Unfortunately, consciousness and standards for mental health are difficult areas within which to measure change. They are both contestable and obscure terms. A debate over what it means to be conscious and what “the good life” is has raged for centuries between philosophers. Neurologists, in tandem with philosophers, continue this debate into the present day. While we may not have yet reached a clear answer, there are at least a few well-accepted concepts we use to help us determine our aliveness on a quotidian scale. For one, time can be observed in three phases: the past, the present, and the future. This fact, that today is different from yesterday as well as tomorrow, is an integral part of daily human function. It is why we feel anxiety, feel anticipation, have doubts, and garner hope. We are all the memories we hold and the dreams we wish to materialize. Likewise, the concept that we cannot simultaneously exist at two points in time plays an instrumental role in how we determine our consciousness. We carve out, like a sculpture chiseled from stone, what we are in contrast to our immediate environments. We are the matter that is not other systems of matter. Our lives are delicately linked to specific modern notions of space and time: a time that is quantifiable and a space that is physical. We sense and perceive this reality, and it is within this spatial-temporal synapse that we attempt to define consciousness.

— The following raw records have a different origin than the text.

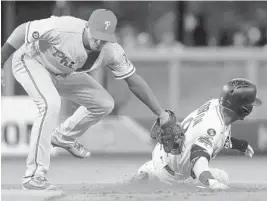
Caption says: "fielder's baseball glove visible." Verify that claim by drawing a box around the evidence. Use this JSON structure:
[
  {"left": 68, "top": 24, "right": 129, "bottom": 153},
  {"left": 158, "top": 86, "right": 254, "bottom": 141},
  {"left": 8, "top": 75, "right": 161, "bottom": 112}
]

In the history of art, consciousness is dealt with through conversations on the Sublime. In the 18th and 19th centuries, artists created emotive, dark, and expressive landscape paintings like scenes of a terrifying thunderstorm, endless clear sky, or monstrous wave in order to arouse sensations of awe, terror, and vastness. By presenting the uncontrollable and the infinite, these Sublime paintings have the effect of subsuming a viewer’s consciousness into that which is eternal. Like contemplating what occurred before the Big Bang, the Sublime demolishes our ideas of a past, present, and future, as well as our idea of finite physical space. As such, we ourselves become obsolete. Who are we in relation to the unknown? What is our cause for being here? The Sublime’s ability to alter our state of consciousness is summed up well by Immanuel Kant in his treatise The Critique of Judgment. Kant states:
The Beautiful in nature is connected with the form of the object, which consists in having boundaries. The Sublime, on the other hand, is to be found in a formless object, so far as in it or by occasion of it boundlessness is represented, and yet its totality is also present to thought.

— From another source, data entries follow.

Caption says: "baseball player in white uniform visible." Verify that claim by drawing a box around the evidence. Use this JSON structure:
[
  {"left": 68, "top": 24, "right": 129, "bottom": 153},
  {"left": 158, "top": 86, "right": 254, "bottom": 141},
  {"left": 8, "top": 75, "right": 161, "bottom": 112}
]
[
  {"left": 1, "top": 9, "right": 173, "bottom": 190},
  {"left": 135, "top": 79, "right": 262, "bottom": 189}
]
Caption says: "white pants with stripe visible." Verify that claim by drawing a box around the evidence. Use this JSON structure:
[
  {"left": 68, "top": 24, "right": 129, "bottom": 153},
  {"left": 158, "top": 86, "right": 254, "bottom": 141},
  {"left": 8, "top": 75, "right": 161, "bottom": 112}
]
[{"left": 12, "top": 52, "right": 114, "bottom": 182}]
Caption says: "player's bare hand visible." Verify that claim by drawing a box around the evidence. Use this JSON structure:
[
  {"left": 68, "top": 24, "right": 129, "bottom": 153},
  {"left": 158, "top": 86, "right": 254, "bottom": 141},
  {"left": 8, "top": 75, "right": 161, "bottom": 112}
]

Given that we define consciousness as the point of intersection between the variables “linear time” and “definite space,” the Sublime, in presenting unknowable versions of space and time, must have a significant impact on consciousness.
Indeed, the impact of experiencing the Sublime has been well documented and described, most often by artists and authors. As the character Fanny states in Jane Austen’s novel Mansfield Park:
When I look out on such a night as this, I feel as if there could be neither wickedness nor sorrow in the world; and there certainly would be less of both if the sublimity of Nature were more attended to, and people were carried more out of themselves by contemplating such a scene.

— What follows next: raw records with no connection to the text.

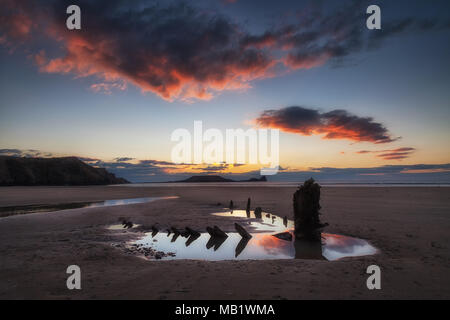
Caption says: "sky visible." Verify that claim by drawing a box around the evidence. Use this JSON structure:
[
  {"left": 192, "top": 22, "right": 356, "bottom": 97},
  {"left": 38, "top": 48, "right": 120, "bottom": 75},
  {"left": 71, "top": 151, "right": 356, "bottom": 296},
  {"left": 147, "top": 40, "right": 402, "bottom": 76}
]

The Sublime acts as an experience that helps to remove oneself from our realities. We are taken out of autopilot and thrust into new territory. As such, it has a lasting impact on our lives because it is something unlike anything else we have faced. It stands out in memory, referred to as an event rather than a season or phase. This phenomenon is described well by Leo Tolstoy in Anna Karenina. He writes:
Yet that grief and this joy were alike outside all the ordinary conditions of life; they were loopholes, as it were, in that ordinary life through which there came glimpses of something sublime. And in the contemplation of this sublime something the soul was exalted to inconceivable heights of which it had before had no conception which reason lagged behind, unable to keep up with it.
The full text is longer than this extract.